【短編】桜花爛漫
自分でもなんてひどいことを言っているんだろうって思った。
ヒデの気持ちを否定するようなこと。
「ふーん、そっか。分かった」
だから仕方ない。
ヒデの低くて憤りを感じるような声を聞いて、胸がズキンと痛んでも。
それは、自分のせい。
「ごめんなさい。
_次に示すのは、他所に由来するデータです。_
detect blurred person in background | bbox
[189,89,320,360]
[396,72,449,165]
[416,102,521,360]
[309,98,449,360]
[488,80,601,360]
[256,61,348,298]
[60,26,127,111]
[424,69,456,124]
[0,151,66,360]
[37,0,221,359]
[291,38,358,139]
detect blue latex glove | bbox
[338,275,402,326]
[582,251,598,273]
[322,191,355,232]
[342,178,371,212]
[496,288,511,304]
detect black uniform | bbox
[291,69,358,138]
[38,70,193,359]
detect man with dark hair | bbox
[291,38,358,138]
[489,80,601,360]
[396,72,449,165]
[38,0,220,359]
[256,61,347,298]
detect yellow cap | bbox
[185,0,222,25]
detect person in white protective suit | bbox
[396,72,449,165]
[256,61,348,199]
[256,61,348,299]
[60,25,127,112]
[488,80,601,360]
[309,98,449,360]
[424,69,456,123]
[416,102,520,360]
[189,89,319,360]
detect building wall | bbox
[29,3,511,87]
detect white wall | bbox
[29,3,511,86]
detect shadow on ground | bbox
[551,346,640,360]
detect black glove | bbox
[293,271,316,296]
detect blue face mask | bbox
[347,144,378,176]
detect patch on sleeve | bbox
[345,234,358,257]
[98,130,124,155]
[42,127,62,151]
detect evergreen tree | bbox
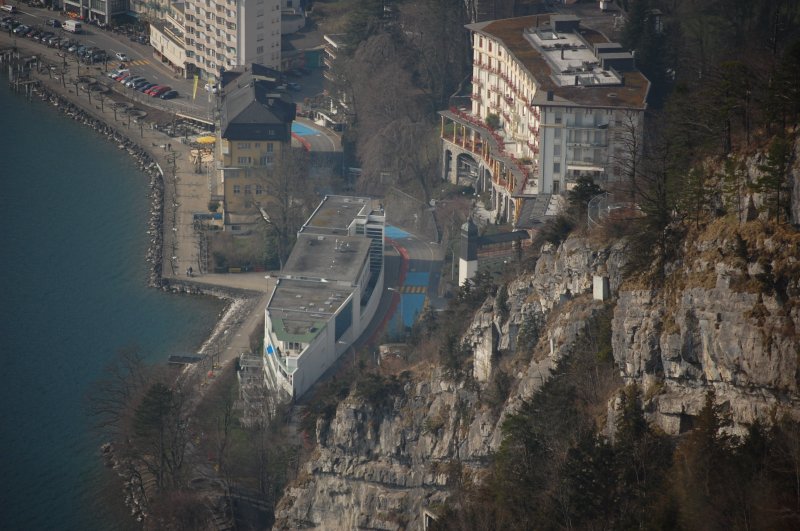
[754,134,790,223]
[567,175,603,220]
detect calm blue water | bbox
[0,81,222,530]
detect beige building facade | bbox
[184,0,281,83]
[440,15,650,227]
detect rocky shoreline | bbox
[34,83,168,288]
[4,45,259,522]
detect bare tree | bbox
[249,149,318,267]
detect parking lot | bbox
[0,6,322,119]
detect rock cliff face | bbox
[612,221,800,434]
[276,216,800,530]
[275,239,624,530]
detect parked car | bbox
[124,76,144,87]
[150,85,172,98]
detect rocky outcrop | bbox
[275,239,624,530]
[789,138,800,226]
[612,221,800,433]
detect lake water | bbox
[0,76,222,530]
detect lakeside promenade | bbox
[0,33,271,369]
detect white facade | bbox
[263,196,385,398]
[441,15,649,227]
[150,7,186,76]
[185,0,281,81]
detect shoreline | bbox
[0,37,266,522]
[3,45,261,362]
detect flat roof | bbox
[267,278,352,343]
[467,14,650,109]
[281,233,371,283]
[300,195,372,234]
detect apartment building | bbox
[217,65,295,232]
[64,0,128,24]
[440,14,650,228]
[150,2,187,77]
[263,196,386,398]
[184,0,281,82]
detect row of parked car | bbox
[108,68,178,100]
[0,17,111,63]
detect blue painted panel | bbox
[384,225,411,240]
[403,271,430,286]
[292,122,320,136]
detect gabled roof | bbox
[466,14,650,109]
[220,72,296,142]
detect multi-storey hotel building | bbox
[263,196,386,398]
[440,15,650,228]
[184,0,281,82]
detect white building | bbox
[440,15,650,228]
[150,2,186,77]
[264,196,386,398]
[184,0,281,82]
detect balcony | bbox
[439,107,537,197]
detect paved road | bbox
[7,6,329,121]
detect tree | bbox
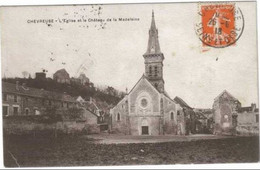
[22,71,29,78]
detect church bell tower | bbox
[143,12,164,92]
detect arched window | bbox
[117,113,120,121]
[154,83,158,88]
[25,108,29,115]
[171,112,174,120]
[149,66,152,76]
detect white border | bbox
[0,0,260,169]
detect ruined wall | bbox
[236,112,259,136]
[111,98,129,134]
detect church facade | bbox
[110,13,185,135]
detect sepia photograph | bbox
[0,1,259,168]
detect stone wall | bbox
[3,116,100,135]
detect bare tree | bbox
[22,71,29,78]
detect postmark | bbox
[195,3,245,48]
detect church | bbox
[110,12,185,135]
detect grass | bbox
[4,136,259,167]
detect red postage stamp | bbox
[196,4,244,48]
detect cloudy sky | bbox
[0,2,258,108]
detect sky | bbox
[0,2,258,108]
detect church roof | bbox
[144,12,162,55]
[214,90,239,101]
[174,96,192,109]
[126,74,176,103]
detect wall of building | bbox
[236,112,259,135]
[213,93,240,134]
[129,79,160,115]
[3,118,99,136]
[3,93,76,116]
じゃあ行くね」
ヒデに背を向けて歩き始める。
これ以上一緒にいても傷つける言葉しか出てこない。
ヒデの気持ちも自分の気持ちも信じられない。
それなのに、鼻の奥がツーンとして零れ落ちそうになる涙。
何て自分勝手。
自分自身に憤りを感じながら、ため息をついた次の瞬間――。
「っ……!!」
驚いて言葉にならなかった。
突然、後ろから覆いかぶさるように抱き締められていた。
ヒ……デ……?
温かくて優しい体温が胸に突き刺さる。
きつく抱き締められた体は身動き一つできない。
「俺の気持ち見くびんなよ」
ため息まじりに聞こえた声は、背筋が凍りつきそうなほど低く冷たい声。
ヒデを……
初めて怖いと思った。
カタカタと震えだす体。
そんな今にも泣きだしそうな私に届いたのは、
「アハハッ。ごめん、きつく言いすぎたかな?」
拍子抜けするくらい明るいいつものヒデだった。